SwinTransformerV2Config stores the hierarchical stage layout and classifier settings used by lucid.models.SwinTransformer_V2. It exposes the same configuration surface as SwinTransformerConfig for the V2 attention and post-normalization architecture.

Class Signature

@dataclass
class SwinTransformerV2Config:
    img_size: int = 224
    patch_size: int = 4
    in_channels: int = 3
    num_classes: int = 1000
    embed_dim: int = 96
    depths: tuple[int, ...] | list[int] = (2, 2, 6, 2)
    num_heads: tuple[int, ...] | list[int] = (3, 6, 12, 24)
    window_size: int = 7
    mlp_ratio: float = 4.0
    qkv_bias: bool = True
    qk_scale: float | None = None
    drop_rate: float = 0.0
    attn_drop_rate: float = 0.0
    drop_path_rate: float = 0.1
    norm_layer: Type[nn.Module] = nn.LayerNorm
    abs_pos_emb: bool = False
    patch_norm: bool = True

Parameters

  • img_size (int): Input image size. Swin Transformer assumes square inputs.

  • patch_size (int): Patch size used by the patch embedding convolution.

  • in_channels (int): Number of input image channels.

  • num_classes (int): Number of output classes. Set to 0 to keep the identity head.

  • embed_dim (int): Base embedding width of the first stage.

  • depths: Number of transformer blocks in each hierarchical stage.

  • num_heads: Number of attention heads used by each stage.

  • window_size (int): Local self-attention window size.

  • mlp_ratio (float): Feedforward hidden width ratio inside each block.

  • qkv_bias (bool): Whether to learn query, key, and value projection biases.

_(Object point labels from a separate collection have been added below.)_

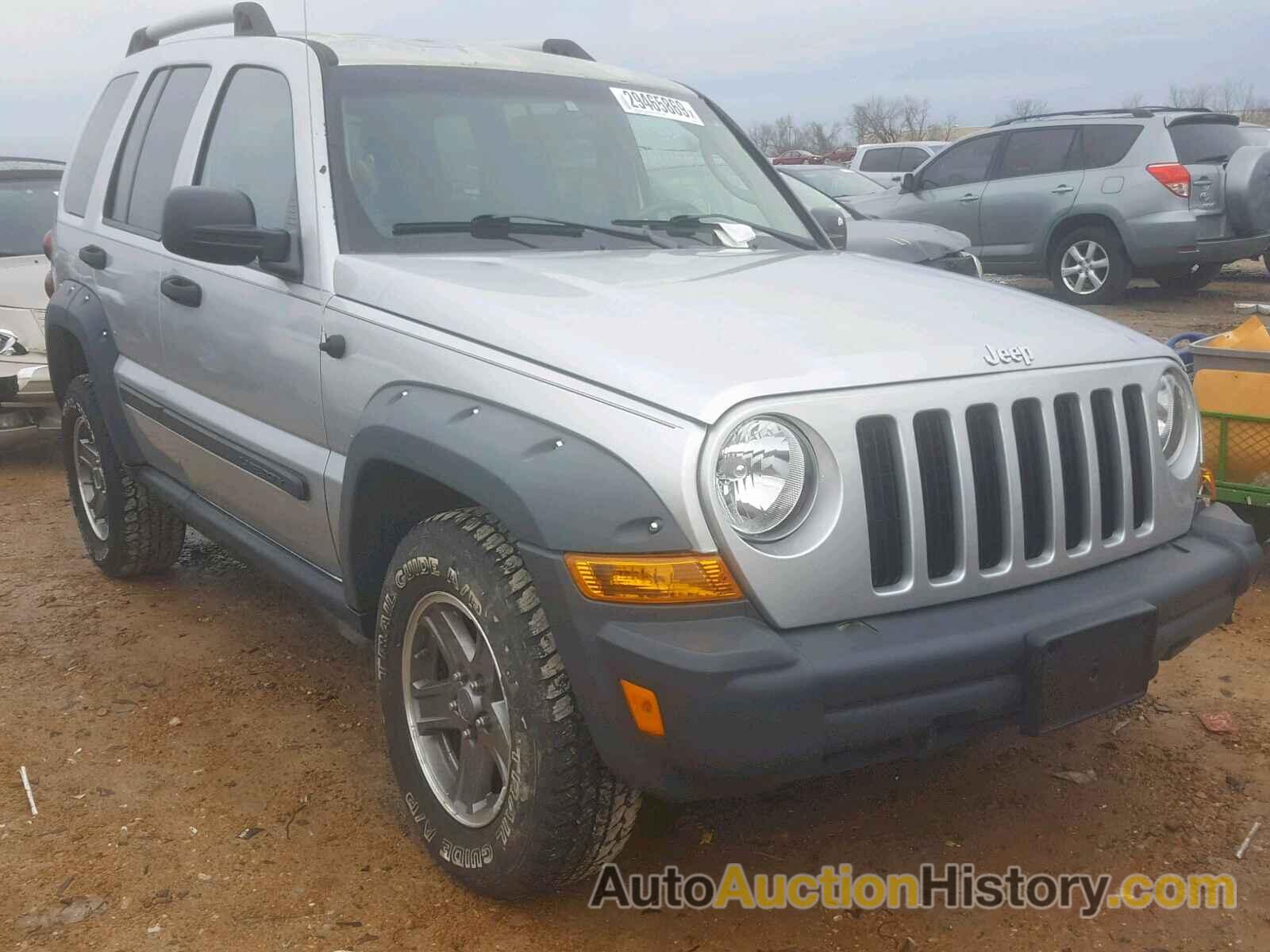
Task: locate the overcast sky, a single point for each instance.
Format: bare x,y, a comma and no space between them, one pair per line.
759,59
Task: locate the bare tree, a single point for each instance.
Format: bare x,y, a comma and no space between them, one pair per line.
1020,108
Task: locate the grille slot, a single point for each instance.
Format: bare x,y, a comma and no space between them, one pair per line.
933,438
1140,454
882,469
988,470
1033,475
1075,470
1106,441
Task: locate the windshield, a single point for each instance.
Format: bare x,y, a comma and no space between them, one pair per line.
837,182
417,146
29,207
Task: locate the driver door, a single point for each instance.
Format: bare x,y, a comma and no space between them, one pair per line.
949,190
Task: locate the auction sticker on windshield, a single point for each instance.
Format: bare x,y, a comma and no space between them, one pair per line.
653,105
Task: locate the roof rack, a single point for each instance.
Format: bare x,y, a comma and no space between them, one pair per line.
248,19
556,48
1137,112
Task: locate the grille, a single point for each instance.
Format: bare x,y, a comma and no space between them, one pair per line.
1057,475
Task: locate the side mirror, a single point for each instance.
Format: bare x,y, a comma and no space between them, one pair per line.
835,224
219,226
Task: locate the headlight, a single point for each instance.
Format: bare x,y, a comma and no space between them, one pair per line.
762,476
1174,414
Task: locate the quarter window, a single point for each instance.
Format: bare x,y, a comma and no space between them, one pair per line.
252,148
880,160
1037,152
148,162
962,164
88,152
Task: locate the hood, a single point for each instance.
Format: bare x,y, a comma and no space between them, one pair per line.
905,240
22,282
698,332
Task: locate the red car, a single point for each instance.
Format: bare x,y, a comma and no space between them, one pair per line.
798,156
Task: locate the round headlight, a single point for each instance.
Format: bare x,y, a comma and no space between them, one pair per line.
1172,413
762,475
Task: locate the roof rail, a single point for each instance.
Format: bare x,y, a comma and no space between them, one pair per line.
249,21
1137,112
556,48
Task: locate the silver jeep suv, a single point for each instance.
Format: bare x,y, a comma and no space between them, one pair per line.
1094,198
535,374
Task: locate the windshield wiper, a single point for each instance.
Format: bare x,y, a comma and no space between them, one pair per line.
503,226
687,225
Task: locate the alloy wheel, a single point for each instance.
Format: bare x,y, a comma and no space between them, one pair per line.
456,708
90,478
1085,267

  • qk_scale (float | None): Optional attention scaling override.

  • drop_rate (float): Dropout applied to patch tokens and block projections.

  • attn_drop_rate (float): Dropout applied to attention probabilities.

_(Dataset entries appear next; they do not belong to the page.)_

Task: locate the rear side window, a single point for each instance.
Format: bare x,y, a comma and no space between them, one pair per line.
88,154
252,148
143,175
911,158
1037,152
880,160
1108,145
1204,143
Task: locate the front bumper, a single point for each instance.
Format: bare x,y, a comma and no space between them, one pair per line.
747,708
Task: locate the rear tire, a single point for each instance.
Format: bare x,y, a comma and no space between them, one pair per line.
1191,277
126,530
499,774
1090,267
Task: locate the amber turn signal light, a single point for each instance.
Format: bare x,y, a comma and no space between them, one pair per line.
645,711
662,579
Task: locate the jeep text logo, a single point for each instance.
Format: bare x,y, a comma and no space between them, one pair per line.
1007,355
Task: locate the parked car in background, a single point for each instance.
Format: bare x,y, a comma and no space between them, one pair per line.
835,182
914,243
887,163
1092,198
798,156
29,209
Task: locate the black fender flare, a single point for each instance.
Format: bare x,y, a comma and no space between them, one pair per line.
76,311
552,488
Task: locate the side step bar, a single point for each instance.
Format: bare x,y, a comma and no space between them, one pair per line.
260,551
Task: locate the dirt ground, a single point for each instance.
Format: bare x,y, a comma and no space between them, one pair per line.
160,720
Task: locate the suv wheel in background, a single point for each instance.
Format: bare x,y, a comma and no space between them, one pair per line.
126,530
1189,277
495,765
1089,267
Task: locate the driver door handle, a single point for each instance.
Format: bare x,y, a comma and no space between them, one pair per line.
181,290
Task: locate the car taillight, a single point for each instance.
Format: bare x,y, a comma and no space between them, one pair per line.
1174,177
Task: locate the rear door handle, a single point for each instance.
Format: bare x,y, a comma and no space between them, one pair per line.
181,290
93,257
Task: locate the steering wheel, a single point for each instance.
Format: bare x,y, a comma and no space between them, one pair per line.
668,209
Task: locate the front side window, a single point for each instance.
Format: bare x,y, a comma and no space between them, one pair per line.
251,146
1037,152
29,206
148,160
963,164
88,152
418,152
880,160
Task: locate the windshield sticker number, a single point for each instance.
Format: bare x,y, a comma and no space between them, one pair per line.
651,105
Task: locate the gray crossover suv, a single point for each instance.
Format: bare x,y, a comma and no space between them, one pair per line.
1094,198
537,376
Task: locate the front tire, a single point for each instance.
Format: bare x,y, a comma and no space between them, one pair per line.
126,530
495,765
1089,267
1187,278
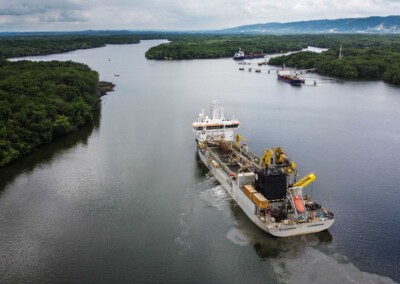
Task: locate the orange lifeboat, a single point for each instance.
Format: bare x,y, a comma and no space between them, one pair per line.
298,203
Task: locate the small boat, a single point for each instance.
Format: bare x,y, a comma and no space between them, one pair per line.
240,55
288,77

  • drop_path_rate (float): Stochastic depth rate across the stage stack.

  • norm_layer (Type[nn.Module]): Normalization layer used throughout the model.

  • abs_pos_emb (bool): Whether to add absolute positional embeddings.

  • patch_norm (bool): Whether to normalize tokens immediately after patch embedding.

Validation

  • img_size, patch_size, in_channels, embed_dim, and window_size must be greater than 0.

  • img_size must be greater than or equal to patch_size.

  • num_classes must be greater than or equal to 0.

  • depths must be non-empty and contain only positive integers.

  • num_heads must contain one positive integer per stage in depths.

  • Each stage embedding width must be divisible by its configured head count.

  • The patch resolution must be large enough to support the configured number of downsampling stages.

  • mlp_ratio must be greater than 0.

  • drop_rate, attn_drop_rate, and drop_path_rate must each be in [0, 1).

Usage

import lucid.models as models

config = models.SwinTransformerV2Config(
    img_size=32,
    patch_size=4,
    in_channels=1,
    num_classes=10,
    embed_dim=8,
    depths=(2, 2),
    num_heads=(2, 4),
    window_size=7,
    drop_rate=0.0,
    attn_drop_rate=0.0,
    drop_path_rate=0.0,
)
model = models.SwinTransformer_V2(config)